- Written by: Aaron Cohen Charles Olivier
- Produced by: Ezra Edelman Amani Martin
- Narrated by: Liev Schreiber
- Cinematography: Samuel Painter
- Edited by: Charles Olivier Jason Schmidt
- Music by: Gary Lionelli
- Distributed by: HBO
- Release date: July 11, 2007;
- Running time: 120 min.
- Country: United States
- Language: English

= Brooklyn Dodgers: Ghosts of Flatbush =

Brooklyn Dodgers: Ghosts of Flatbush is a 2007 documentary film produced by HBO Sports chronicling the last ten years of the Brooklyn Dodgers' tenure in the borough of churches. The film documents how in 1947 Jackie Robinson broke the baseball racial barrier in previously segregated major league, the struggles to win what seemed an unreachable World Series title in 1955, and the issues and community feelings involved in the team's sudden departure to Los Angeles after the 1957 campaign.

The documentary focuses on the Brooklyn community's identification with the ball club, and with the perennial "wait till next year" attitude of both players and fans associated with the Dodgers' repeated inability to defeat the "upper class" New York Yankees for the World Series title, despite winning several pennants. The Brooklyn players, many of whom lived within and held off-season jobs in the community, were identified with the working-class people. The film portrays the countless agonies, defeats, prayers and tension leading to the World Series title in 1955.

President and general manager Branch Rickey is attributed with the development of the club through his baseball acumen and experience, and several of his innovations, such as the farm system, pitching machines, batting cages, and his decision to integrate the team. Rickey manages some Brooklyn players' resistance to integration and prepares Jackie Robinson for the portrayed shocking reactions from other teams and fans. Jackie's widow Rachel Robinson also discusses these trying times from the Robinsons' point of view. Robinson must pass through a period of isolation prior to being accepted.

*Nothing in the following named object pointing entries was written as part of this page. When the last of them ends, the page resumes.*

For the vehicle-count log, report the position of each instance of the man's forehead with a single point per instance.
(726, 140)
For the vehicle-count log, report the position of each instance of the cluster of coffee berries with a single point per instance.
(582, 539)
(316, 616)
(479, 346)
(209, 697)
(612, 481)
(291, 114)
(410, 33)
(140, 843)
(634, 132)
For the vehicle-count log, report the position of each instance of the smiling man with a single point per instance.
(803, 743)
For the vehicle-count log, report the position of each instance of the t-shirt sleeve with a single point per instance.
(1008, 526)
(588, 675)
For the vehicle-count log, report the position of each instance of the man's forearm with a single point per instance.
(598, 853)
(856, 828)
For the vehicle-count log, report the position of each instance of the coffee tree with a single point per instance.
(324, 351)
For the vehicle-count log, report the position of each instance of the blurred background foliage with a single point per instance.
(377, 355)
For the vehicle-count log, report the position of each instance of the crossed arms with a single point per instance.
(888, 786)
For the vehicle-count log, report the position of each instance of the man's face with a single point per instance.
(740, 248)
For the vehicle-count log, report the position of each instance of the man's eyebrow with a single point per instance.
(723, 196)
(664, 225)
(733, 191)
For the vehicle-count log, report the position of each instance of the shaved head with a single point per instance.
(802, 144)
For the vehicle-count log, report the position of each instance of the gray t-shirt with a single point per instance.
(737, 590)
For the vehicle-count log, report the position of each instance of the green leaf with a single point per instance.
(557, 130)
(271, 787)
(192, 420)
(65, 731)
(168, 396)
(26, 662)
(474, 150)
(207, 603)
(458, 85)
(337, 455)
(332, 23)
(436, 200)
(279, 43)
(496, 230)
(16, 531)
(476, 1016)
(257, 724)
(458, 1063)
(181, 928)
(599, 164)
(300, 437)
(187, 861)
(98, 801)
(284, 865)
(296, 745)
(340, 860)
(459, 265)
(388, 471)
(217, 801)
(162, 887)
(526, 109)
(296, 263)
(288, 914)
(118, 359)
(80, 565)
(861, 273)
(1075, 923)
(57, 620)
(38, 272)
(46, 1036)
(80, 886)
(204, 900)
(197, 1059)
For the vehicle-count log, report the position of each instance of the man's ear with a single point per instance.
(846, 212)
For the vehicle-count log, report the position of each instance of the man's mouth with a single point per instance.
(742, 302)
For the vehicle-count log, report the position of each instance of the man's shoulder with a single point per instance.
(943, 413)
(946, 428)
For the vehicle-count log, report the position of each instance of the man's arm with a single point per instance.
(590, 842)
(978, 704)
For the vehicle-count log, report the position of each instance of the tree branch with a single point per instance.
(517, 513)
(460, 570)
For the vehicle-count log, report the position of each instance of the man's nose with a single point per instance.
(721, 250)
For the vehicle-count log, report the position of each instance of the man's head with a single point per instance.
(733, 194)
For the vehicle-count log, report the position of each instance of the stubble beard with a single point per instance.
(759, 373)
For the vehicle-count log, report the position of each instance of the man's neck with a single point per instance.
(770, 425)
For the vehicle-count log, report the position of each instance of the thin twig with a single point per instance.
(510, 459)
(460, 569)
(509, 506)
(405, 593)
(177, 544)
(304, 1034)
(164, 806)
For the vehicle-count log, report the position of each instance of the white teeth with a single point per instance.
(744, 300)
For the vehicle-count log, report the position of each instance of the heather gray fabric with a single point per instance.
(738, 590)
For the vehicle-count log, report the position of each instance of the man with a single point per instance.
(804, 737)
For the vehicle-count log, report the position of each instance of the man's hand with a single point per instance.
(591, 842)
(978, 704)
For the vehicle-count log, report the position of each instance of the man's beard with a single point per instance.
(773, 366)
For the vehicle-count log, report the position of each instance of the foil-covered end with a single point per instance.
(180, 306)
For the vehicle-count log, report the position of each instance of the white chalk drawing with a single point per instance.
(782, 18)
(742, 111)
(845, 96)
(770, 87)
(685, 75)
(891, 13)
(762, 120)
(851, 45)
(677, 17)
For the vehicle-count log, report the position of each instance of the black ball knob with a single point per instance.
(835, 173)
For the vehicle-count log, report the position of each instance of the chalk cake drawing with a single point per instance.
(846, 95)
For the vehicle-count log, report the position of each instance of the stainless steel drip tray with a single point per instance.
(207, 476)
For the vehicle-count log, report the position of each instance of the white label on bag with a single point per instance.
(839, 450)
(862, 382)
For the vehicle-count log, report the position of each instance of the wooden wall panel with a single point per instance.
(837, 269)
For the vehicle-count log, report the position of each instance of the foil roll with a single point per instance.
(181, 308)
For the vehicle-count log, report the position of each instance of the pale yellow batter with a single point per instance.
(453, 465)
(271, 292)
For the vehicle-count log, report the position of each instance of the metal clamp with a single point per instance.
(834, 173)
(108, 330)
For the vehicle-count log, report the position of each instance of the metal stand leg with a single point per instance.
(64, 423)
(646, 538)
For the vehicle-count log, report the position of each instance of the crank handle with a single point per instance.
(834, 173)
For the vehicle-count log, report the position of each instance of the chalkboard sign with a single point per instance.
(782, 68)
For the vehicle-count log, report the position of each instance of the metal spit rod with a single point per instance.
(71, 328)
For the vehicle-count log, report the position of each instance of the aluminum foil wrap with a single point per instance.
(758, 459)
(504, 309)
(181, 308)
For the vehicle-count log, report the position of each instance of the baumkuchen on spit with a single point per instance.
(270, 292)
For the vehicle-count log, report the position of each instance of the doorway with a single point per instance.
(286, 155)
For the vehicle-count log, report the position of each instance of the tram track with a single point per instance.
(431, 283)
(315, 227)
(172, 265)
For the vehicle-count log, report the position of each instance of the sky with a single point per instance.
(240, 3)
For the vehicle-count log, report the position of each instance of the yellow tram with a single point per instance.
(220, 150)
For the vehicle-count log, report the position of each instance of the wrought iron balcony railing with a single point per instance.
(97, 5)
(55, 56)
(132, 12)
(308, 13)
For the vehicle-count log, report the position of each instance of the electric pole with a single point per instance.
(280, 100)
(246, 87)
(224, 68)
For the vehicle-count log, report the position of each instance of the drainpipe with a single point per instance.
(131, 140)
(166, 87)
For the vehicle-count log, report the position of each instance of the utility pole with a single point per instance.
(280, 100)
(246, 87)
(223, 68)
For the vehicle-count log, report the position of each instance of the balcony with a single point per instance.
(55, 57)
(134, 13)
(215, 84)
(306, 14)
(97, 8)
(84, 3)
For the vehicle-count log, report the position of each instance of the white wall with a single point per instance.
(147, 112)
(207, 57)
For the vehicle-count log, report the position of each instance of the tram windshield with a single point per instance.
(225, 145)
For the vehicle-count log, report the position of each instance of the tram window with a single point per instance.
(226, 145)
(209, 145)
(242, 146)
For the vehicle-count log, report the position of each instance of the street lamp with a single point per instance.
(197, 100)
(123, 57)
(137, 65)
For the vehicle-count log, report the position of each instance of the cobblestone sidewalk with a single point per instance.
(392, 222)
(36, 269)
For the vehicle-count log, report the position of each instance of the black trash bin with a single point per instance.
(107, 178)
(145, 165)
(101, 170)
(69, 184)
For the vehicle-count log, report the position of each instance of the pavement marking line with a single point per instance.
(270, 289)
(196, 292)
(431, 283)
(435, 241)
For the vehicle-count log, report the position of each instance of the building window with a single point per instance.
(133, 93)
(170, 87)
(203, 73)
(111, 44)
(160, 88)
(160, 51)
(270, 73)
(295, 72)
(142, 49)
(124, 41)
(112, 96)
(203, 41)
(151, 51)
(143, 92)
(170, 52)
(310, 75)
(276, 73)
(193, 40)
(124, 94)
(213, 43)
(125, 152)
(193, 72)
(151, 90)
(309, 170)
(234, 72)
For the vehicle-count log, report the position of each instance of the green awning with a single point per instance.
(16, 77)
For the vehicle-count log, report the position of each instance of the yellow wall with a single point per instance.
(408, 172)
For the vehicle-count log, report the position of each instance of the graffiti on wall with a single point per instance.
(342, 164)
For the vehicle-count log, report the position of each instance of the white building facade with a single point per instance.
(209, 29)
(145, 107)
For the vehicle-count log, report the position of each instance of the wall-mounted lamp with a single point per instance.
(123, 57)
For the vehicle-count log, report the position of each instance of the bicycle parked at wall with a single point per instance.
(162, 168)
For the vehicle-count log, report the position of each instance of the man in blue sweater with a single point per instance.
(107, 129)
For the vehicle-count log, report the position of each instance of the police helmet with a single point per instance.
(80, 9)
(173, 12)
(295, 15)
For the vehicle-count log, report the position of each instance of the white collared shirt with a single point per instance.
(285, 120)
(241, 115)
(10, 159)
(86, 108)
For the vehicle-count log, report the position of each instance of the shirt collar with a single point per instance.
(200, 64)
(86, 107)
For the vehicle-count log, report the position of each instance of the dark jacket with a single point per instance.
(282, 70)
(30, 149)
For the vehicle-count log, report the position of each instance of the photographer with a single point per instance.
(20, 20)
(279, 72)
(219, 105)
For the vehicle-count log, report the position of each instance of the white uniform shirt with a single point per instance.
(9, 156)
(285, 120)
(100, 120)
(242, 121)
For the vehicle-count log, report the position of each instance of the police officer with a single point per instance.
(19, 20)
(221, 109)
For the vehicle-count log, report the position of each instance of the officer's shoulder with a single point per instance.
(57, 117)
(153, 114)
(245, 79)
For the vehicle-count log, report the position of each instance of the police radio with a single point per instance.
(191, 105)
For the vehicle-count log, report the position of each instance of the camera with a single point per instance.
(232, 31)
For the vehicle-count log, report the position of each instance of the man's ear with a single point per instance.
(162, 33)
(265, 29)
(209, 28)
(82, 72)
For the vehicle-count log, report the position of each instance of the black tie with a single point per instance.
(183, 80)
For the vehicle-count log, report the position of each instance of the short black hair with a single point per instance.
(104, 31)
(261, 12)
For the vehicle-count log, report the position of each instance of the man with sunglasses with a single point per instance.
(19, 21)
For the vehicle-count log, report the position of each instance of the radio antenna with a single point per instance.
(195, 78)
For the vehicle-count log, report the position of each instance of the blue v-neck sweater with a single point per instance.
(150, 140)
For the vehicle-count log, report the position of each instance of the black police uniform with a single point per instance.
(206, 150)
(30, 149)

Walter O'Malley gains majority ownership of the team and then, following Rickey's departure, total control. With the mass movement of paying fans to the suburbs, inadequate parking and the outdated and dilapidated Ebbets Field leads to O'Malley's failed attempts to convince the power broker Robert Moses, New York City Construction Coordinator, to condemn an O'Malley's chosen Brooklyn property, nearer to transportation infrastructure, for the purpose of building a new geodesic domed stadium. During their last two years in Brooklyn, O'Malley even had the Dodgers play several games each year at Roosevelt Stadium in Jersey City, New Jersey to force Moses to acquiesce and allow a new stadium to be built.

Moses planned to build a stadium at an alternative location in Queens, that eventually came to fruition in the form of Shea Stadium. The failure to reach an agreement, and offers from the municipality of Los Angeles, leads to New York's loss not only of the Dodgers. O'Malley convinces majority owner, Horace Stoneham of their perennial rival New York Giants, to also move to the west coast. The film records several of Brooklyn's old fans demonizing O'Malley, whose decision to move the team gains him a free grant of 350 acres within the city of Los Angeles, where he builds his dream stadium & prospers.

The documentary omits Don Larson's Perfect Game in the 1956 World Series, as well as Roy Camapanella's automobile accident in 1958, which left him paralyzed from the shoulders down.

Former players, front office personnel and Brooklyn residents (including Larry King and Louis Gossett Jr.) provide commentary on the times and what it was like to be alive in the borough during New York's "Golden Age" of baseball. The film was dedicated to former Dodgers pitcher Clem Labine, who died shortly after production of the film was completed.

==Individuals who appeared during the documentary==

Former Dodgers: Carl Erskine, Duke Snider, Johnny Podres, Clem Labine, Ralph Branca, Buzzie Bavasi (General Manager), Peter O'Malley (former president and son of Walter O'Malley), Joan Hodges (widow of Gil Hodges), Rachel Robinson (widow of Jackie Robinson).